Brown’s approach to public safety is “precisely the opposite of what police are trained and expected to do,” says the 44-year-old entrepreneur. The TMC eschews the “prosecutorial philosophy of applied violence” and the officer safety uber alles mindset that characterize government law enforcement agencies. This is because his very successful private security company has an entirely different mission – the protection of persons and property, rather than enforcing the will of the political class. Those contrasting approaches are displayed to great advantage in proto-dystopian Detroit.

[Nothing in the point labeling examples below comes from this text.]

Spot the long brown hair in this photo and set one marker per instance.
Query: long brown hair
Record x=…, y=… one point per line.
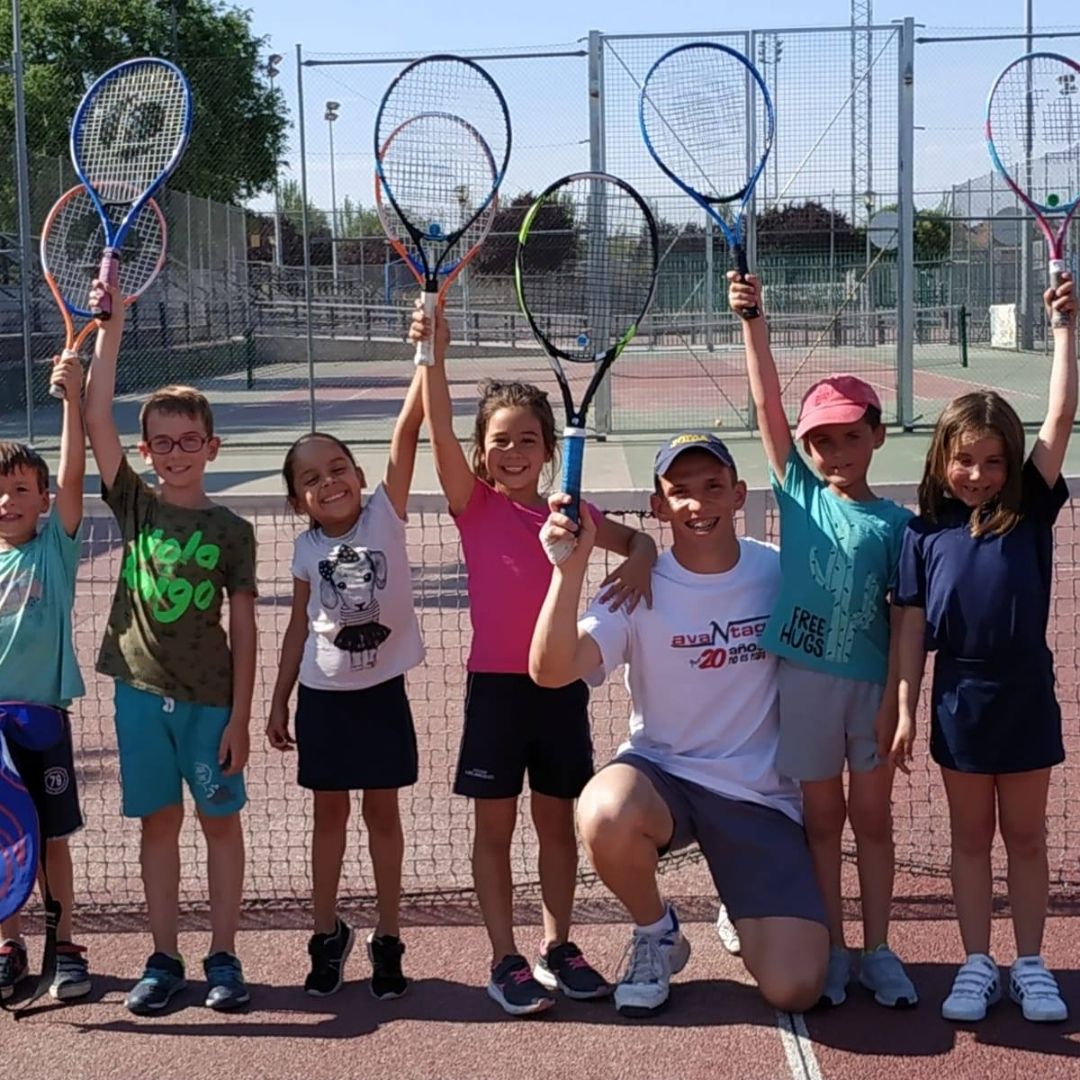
x=495, y=395
x=974, y=415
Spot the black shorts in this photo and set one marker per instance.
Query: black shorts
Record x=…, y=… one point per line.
x=49, y=775
x=355, y=740
x=513, y=726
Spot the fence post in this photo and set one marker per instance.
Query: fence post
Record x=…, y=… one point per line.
x=602, y=403
x=905, y=252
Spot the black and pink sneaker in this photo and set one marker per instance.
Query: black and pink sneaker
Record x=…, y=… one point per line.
x=564, y=968
x=513, y=986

All in all, a pretty impressive response to the problem. Is it perfect? Of course not, but we shouldn't make the same mistake we so often see and decry in the statists, demanding demonstrable utopian perfection even to consider a possible alternative, while tolerating and defending nearly any atrocity in the status quo. Brown's idea doesn't have to be perfect, it simply has to be better--and really, that's not such a high bar to get over. I might personally bristle at the idea of a "good person file", notwithstanding its (very clever) psychological utility as described in one of Brown's anecdotes, but then I must remind myself of the far more important consideration here: the whole system is opt-in. Voluntary. You can walk away if you don't like it. (No wonder it's got officialdom in such a tizzy.)
Hopefully Mr. Brown continues to have the success he's had so far. And that more and more people notice.
The opt-in part makes it just about perfect. Finding problems just means that you need to go looking for a better solution. That's as close to perfect as I need to get. :)
And yes, this is one of Grigg's best, a truly astonishing accomplishment because they all seem to be "the best." At least I can't ever remember reading a bad one. And no, I don't always agree with him 100% either.